Stakeholders revealed the difficult trade-offs
While the Road Traffic Management Corporation (RTMC) representatives revealed that they have decided to delve into the incorporation of road safety into the Life Orientation curriculum, the South African National Small Bus Owners Council argued that it is difficult to reform when operators are not paid on time. Learners spoke very passionately about their commitment to behaving in an orderly fashion in the scholar transport services, but educators were uncertain of their role in ensuring that his happens. One of the recommendations was that a new body of scholar transport inspectors needs to be introduced in order to ensure the longevity, and durability of the behavioural code. Simultaneously, questions about the extent to which roadways are roadworthy were raised as a core contributor to the underlying issue: municipal support. Capacity at local government level is an essential part of managing learner transport contracts. Without accounting for the system wide factors which influence the quality of service, safety, vehicle operating and driver retention costs there is limited room for truly enabling suitable transportation services. It goes without saying that there was much more to learn from this session, which I can not draft here, but it is a profoundly exciting effort for the future of the learner transport industry.
Areas of interest for researchers, practitioners and businesses
In a panel discussion with our MEC for Transport, Deputy Director General for Basic Education and a representative from the Transport Education and Training Authority a few of my comments included key themes, some for research and others for businesses.
Value chain opportunities. While learner transportation safety and operations are important, the access and mobility environment for the education sector also involves a logistics and distribution opportunity. On one hand this may involve the manufacturing and distribution teaching and learning materials, and the logistics underpinning education facility construction and maintenance. Both of which lack deep policy interventions, and may challenge the integrity and sustainability of offering quality education. It is of particular importance to involve small-medium enterprises in this regard through incentives and other regulatory interventions.
Bus operations and vehicle design. Consider the operational characteristics of bus vehicles or scholar transport vehicles for regional operations in rural, peri-urban and dynamic areas with difficult topographies. While the focus is on driver and learner behaviour, one must ask if the dynamics are only inherent in the quality of the technology being used (i.e. seatbelts, commuter entertainment, and other learner specific vehicle dimensions).

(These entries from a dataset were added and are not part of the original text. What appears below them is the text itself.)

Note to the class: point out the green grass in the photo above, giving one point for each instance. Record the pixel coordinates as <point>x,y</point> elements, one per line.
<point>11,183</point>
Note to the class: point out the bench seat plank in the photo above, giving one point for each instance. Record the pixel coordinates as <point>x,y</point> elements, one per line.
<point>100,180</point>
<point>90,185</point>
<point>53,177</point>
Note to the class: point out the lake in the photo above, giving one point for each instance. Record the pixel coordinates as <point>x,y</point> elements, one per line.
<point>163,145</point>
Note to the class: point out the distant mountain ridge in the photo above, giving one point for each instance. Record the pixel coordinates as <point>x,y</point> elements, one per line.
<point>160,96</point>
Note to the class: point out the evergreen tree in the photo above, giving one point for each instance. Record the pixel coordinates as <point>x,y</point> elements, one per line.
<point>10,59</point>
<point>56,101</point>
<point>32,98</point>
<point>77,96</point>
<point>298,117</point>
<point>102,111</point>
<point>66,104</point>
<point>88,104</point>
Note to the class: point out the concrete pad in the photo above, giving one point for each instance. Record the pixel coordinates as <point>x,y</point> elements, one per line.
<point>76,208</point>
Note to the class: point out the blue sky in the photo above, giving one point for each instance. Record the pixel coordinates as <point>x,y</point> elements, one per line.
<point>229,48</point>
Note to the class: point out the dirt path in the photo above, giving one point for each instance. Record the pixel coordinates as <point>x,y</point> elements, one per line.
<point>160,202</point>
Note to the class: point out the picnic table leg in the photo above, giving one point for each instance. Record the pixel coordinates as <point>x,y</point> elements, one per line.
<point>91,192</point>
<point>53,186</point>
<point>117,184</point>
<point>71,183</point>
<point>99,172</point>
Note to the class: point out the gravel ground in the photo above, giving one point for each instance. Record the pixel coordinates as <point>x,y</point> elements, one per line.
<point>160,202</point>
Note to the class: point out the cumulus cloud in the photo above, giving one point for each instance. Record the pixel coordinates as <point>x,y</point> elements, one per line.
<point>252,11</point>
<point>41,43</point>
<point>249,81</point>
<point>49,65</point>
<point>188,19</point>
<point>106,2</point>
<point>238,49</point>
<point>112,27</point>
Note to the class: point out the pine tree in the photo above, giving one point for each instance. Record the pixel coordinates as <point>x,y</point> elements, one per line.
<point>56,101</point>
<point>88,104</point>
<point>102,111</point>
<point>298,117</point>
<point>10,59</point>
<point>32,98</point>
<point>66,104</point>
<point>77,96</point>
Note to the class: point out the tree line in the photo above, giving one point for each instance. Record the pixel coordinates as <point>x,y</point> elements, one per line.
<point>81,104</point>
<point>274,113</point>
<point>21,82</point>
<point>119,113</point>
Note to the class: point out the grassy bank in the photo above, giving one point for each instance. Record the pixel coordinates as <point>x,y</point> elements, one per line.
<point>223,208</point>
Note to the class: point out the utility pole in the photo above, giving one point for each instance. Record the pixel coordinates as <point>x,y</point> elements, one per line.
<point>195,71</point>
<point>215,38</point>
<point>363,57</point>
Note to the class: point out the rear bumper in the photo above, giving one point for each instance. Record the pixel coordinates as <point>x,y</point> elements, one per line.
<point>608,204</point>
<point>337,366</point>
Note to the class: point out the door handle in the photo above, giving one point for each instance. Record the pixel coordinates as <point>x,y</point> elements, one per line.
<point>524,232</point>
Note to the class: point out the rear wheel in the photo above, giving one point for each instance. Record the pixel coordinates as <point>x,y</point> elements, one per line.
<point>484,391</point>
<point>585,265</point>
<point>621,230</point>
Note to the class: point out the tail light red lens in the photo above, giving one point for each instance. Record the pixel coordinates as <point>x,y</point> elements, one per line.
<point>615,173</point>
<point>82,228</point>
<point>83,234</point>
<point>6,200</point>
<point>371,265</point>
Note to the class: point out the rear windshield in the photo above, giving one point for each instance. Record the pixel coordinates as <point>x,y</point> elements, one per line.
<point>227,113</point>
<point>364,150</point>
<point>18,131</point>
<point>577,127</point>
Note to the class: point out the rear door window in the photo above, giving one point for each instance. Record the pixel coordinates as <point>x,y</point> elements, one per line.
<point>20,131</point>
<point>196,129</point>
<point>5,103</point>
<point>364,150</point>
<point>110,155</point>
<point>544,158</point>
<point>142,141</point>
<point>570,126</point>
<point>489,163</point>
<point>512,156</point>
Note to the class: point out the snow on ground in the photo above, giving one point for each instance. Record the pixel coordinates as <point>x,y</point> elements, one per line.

Curriculum reform. The long-term sustainability of the learner transport safety strategy depends on ensuring that it is part of the life-orientation curriculum. Every school must have some kind of scholar patrol, or similar type of approach to blending road safety with leadership development in learners.
School precinct design. The manner in which school precincts are designed is not conducive for learner mobility— whether for private cars, minibus taxis or large scholar transport buses. Ward Committees need to be involved in the scholar precinct management programmes. The culture of road safety needs to be supplemented by infrastructure (i.e. shelters, amenities and abolition facilities).